There is much that is amusing in the attitude of the self-sufficient present towards the things of the past and there is also an element of the pathetic. I am often called an “old fogy,” an epithet whose origin and derivation are uncertain, but whose meaning is reasonably plain. Nobody who ever had the name applied to him was oppressed by any doubt about its signification. Some authorities tell us that it comes from the Swedish fogde—one who has charge of a garrison,—but I question it despite the confident assertion of the Century Dictionary. It is not altogether inappropriate, because old fogies are compelled to hold the fort against all manner of abominations. They are the brakes on the electric cars of modern pseudo-progress. Thackeray speaks of “old Livermore, old Soy, old Chutney the East India director, old Cutler the surgeon,—that society of old fogies, in fine, who give each other dinners sound and round and dine for the mere purpose of guttling.”
So the term is always associated with the stupid and the ridiculous, used with regard to “elderly persons who have no sympathy with the amusements and pursuits of the young.” Nobody ever refers to a young fogy, although most of us know many exceedingly dull-witted young people who have no sympathy with the amusements and pursuits of the aged or even of the middle-aged. One class is no more worthy of contempt than the other. The adolescents who find their highest form of entertainment in “bridge” are at least as deserving of pity as the semi-centenarian who prefers to pass his evenings among his books and his pictures or to devote them to Shakespeare and the musical glasses. There are some delights about the library fireside which compare favorably with those of the corridors of our most popular hostelry.
Certain kindly critics have insisted that my own literary tastes were acquired in the year 1850. I am not sure that the despised tastes formed in those commonplace, mid-century days are to be esteemed more highly than the tastes of our own self-satisfied times, but a good deal may be said in their favor. Perhaps the past is not always inferior to the present.

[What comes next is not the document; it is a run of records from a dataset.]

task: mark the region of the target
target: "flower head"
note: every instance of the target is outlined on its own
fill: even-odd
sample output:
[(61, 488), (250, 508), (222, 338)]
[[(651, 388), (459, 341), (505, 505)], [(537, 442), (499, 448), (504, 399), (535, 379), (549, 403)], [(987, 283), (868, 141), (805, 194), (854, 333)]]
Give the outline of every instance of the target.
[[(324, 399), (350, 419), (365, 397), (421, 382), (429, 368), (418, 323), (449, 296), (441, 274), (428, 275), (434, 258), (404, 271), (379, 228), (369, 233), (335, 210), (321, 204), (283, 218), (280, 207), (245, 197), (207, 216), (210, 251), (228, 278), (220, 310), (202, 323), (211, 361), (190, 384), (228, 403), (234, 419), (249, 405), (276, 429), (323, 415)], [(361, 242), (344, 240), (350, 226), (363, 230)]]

There are varying opinions on the subject, from the familiar saying of Alfonso of Aragon, quoted by Melchior, immortalized by Bacon, and paraphrased by Goldsmith—that saying about old wood, old wine, old friends, and old authors—to the dogmatic declaration of Whittier that “still the new transcends the old.” It may occur to antiquated minds that there are some elements of excellence about old plays compared with the dramatic works of this careless, insouciant time; that Wordsworth has some merits which are superior to those of the worthy gentleman who now fills the office of Laureate, and that possibly the poetry of the last few years is not entitled to boast itself greatly beside that of the early nineteenth century—the poetry of Scott, of Byron, of Shelley and of Keats. But we have the telephone and the trolley-car, the automobile, the aeroplane, and the operation for appendicitis; and we admire our progress, the wonderful growth of the material, the mechanical, and the million-airy, while a few may pause to ask whether good taste and good manners have grown as greatly. Some of our older buildings for example are assuredly far better to look at than the lofty structures of steel which tower in lower New York and make of our streets darksome canons where the light of day scarcely penetrates and where the winds of winter roar wildly about our devoted heads as we struggle, hat-clutching, to our office doorways. May we not cite the City Hall and the Assay Office as honorable specimens of dignified architecture? There was something impressive too about the old “Tombs,”—replaced not long ago by a monstrosity;—a structure which a lady recently told me was once referred to by an English friend who had never been in New York, as “the Westminster Abbey of America.”